For these reasons, I decided to plant bush and pole beans in my garden this year from heirloom seeds from Southern Exposure Seed Exchange. Even though I had squash in the garden, I decided against planting corn because it requires a lot of space. So I co-planted it with nitrogen-gobbling potatoes instead. I had no idea how it would go – I had never grown beans before, and I wasn’t even sure what they would look like!

As it turns out, they are super-easy to grow. Sprouting from seed was simple and worked a lot better than planting them straight into the ground. Despite the mystery beast stripping the seedlings of their first leaves, they still flourished. In fact, the bush beans produced beautiful, delicate purple flowers that led to surprisingly purple beans. As I wasn’t sure what to do with them, I turned to my always-trusty tome, How to Cook Everything Vegetarian. His recipe is for dry beans, but I adjusted it for green beans and added some extra ingredients I had in my fridge/garden.

Garden Bean Salad
(Adapted from Essential Bean Salad in How to Cook Everything Vegetarian)
- 1 cup green beans
- 1 tablespoon sherry (or other red wine) vinegar
- 2-4 tablespoons minced shallot – this is about 2 small shallots (ours were from our garden)
- Salt and pepper, as always
- 1/4 cup olive oil
- 5-6 fresh basil leaves
- 1/4 cup almonds, toasted or raw
- 2 medium tomatoes or 1 medium tomatoes and 5-6 grape tomatoes (we have a yellow grape tomato bush in our garden)

1) Put water on to boil in a medium-sized pot. Fill a medium bowl with ice and water.
2) Cut the ends off of the beans and at least cut them in half. You can cut them in smaller pieces as you’d prefer.
3) Chop up the tomatoes.
4) Use a food processor to break down the almonds or chop them.
5) Chop the basil.

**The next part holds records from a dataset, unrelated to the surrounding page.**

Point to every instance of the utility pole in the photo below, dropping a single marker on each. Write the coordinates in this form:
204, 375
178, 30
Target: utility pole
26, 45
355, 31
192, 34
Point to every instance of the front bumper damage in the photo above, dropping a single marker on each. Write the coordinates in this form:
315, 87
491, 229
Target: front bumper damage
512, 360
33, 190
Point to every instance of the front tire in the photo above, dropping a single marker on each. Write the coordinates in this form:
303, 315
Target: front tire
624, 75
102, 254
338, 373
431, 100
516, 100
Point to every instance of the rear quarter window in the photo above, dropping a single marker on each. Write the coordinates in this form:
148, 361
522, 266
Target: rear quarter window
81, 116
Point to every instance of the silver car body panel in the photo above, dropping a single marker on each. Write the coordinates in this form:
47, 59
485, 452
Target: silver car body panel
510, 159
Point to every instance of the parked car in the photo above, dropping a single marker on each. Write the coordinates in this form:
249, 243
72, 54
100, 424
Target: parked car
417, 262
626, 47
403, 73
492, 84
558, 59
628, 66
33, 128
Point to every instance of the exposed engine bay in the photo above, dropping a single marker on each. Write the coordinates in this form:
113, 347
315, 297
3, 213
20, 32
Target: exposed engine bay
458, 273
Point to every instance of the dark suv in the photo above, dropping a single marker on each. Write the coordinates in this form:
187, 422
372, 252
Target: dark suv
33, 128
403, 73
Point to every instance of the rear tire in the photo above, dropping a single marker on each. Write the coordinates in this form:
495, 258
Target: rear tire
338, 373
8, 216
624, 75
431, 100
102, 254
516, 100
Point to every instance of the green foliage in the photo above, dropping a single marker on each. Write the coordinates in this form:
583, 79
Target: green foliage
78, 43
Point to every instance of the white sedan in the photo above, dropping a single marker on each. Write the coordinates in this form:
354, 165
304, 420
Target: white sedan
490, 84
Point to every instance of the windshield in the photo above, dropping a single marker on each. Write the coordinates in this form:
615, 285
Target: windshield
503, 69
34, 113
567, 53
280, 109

The easiest way to do this is to roll the leaves into a cylinder and then chop that.
6) Combine the vinegar, shallot, olive oil, and a couple of pinches of salt and garlic.
7) When the water comes to a boil, lower the beans into the water with a basket or just dump them in. It’s more of a pain to get them out if you just dump them in, so a basket is preferable if one is handy.
8) After 2 minutes, check the beans. They should be just starting to get tender, but have some crunch. Different beans may cook at different times, so be aware of that. The fatter pole beans in my salad were too raw because I took them out at the same time as my skinner bush beans, which cooked faster. If you have purple beans like I did, they will sadly lose their beautiful color as they cook.
9) Once the beans are done, dump them in the cold water. Shocking the beans prevents them from cooking more and reduces the chances of overcooking.
10) When the beans are cool, combine all ingredients.